His remarks paint a picture of an FBI director so disconcerted by his interactions with the president that he began keeping written memos of their private discussions, including one he typed out in an FBI vehicle immediately after a Trump Tower meeting.
He'll tell the committee he believed the president was trying to create a "patronage relationship" with him, and describe in detail an Oval Office meeting in which Trump urged him not to investigate ousted National Security Adviser Michael Flynn's contacts with Russian officials.
But the ex-FBI director also will validate Trump's assertion that he was not personally a target of the federal counterintelligence investigation into possible campaign collusion with Russia.
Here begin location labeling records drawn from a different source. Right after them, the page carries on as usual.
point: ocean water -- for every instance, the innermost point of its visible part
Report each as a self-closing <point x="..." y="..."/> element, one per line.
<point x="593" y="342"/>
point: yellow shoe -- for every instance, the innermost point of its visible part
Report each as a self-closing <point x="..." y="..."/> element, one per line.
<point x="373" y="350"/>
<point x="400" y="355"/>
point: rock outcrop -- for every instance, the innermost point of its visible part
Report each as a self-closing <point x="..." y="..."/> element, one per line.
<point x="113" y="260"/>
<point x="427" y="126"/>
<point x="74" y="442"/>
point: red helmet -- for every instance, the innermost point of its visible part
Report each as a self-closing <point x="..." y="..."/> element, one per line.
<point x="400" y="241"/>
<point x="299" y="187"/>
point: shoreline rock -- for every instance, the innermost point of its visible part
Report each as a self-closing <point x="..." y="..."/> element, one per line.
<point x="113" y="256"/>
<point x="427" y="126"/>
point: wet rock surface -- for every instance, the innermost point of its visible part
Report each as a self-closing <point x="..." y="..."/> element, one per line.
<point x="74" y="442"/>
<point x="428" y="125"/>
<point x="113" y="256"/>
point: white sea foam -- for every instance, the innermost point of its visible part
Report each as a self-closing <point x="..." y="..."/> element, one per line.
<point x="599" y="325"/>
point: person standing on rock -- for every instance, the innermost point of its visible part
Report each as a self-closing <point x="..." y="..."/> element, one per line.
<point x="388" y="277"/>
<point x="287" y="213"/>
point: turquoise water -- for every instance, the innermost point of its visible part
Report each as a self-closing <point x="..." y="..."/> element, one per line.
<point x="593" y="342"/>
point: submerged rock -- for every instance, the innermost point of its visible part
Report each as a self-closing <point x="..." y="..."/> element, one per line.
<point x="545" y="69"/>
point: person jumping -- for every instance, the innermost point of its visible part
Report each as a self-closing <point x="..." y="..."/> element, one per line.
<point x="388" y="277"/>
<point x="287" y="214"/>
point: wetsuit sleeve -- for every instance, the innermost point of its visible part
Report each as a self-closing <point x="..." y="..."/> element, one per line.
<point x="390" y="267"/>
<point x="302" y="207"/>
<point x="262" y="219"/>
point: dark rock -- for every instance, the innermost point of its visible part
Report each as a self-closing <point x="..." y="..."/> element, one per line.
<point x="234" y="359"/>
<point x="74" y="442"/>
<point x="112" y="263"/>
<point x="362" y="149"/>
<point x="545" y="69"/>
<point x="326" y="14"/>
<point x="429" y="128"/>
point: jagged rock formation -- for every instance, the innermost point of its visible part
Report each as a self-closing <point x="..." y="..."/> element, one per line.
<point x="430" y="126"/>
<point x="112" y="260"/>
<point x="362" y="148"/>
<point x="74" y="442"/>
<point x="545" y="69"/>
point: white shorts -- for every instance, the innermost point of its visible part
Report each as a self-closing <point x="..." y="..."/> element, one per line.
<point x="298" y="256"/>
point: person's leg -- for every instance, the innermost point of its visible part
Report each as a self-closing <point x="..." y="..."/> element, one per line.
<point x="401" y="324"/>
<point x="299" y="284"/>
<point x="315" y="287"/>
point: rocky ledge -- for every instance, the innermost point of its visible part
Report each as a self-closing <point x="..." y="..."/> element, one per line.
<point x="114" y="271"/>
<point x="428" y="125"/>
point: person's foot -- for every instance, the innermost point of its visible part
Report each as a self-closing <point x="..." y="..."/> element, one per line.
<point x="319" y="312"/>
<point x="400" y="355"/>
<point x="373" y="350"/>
Comey says he did offer the president that "assurance", but resisted Trump's appeals to make that information public.
"The FBI and the Department of Justice had been reluctant to make public statements that we did not have an open case on President Trump for a number of reasons, most importantly because it would create a duty to correct, should that change," Comey says in the prepared remarks.
The president's personal lawyer said Trump was cheered by the testimony.
"The president is pleased that Mr Comey has finally publicly confirmed his private reports that the president was not under investigation in any Russian probe," attorney Mark Kasowitz said in a statement.
"The president feels completely and totally vindicated. He is eager to continue to move forward with his agenda."
Comey's dismissal, four years into a 10-year term, fuelled claims Trump's ultimate aim was to quash the investigation and obstruct justice, potentially a federal crime or an impeachable offence.
Some legal experts said Comey's account could bolster such a case.
Comey notes he had nine one-on-one interactions with Trump over a four-month stretch, compared to two private conversations with President Barack Obama between September 2013 and the end of 2016.
The first meeting with Trump after the inauguration occurred on January 27, during a private dinner at the White House that Comey came to view as an attempt by the president to "create some sort of patronage relationship".
According to Comey, Trump asked if he wanted to remain as FBI director and declared: "I need loyalty. I expect loyalty."
Comey also describes at length a February14 meeting in the Oval Office in which he believed Trump asked him to back off an investigation into Flynn.
"He then said, 'I hope you can see your way clear to letting this go, to letting Flynn go. He is a good guy. I hope you can let this go,"' Comey says, according to the prepared remarks.
Trump has repeatedly cast the Russia investigation as a "hoax" and denied having any improper ties to Moscow.
According to Comey, Trump was acutely aware of the political toll of the investigation, complaining that the probe had left a "cloud" that was "impairing his ability to act on behalf of the country".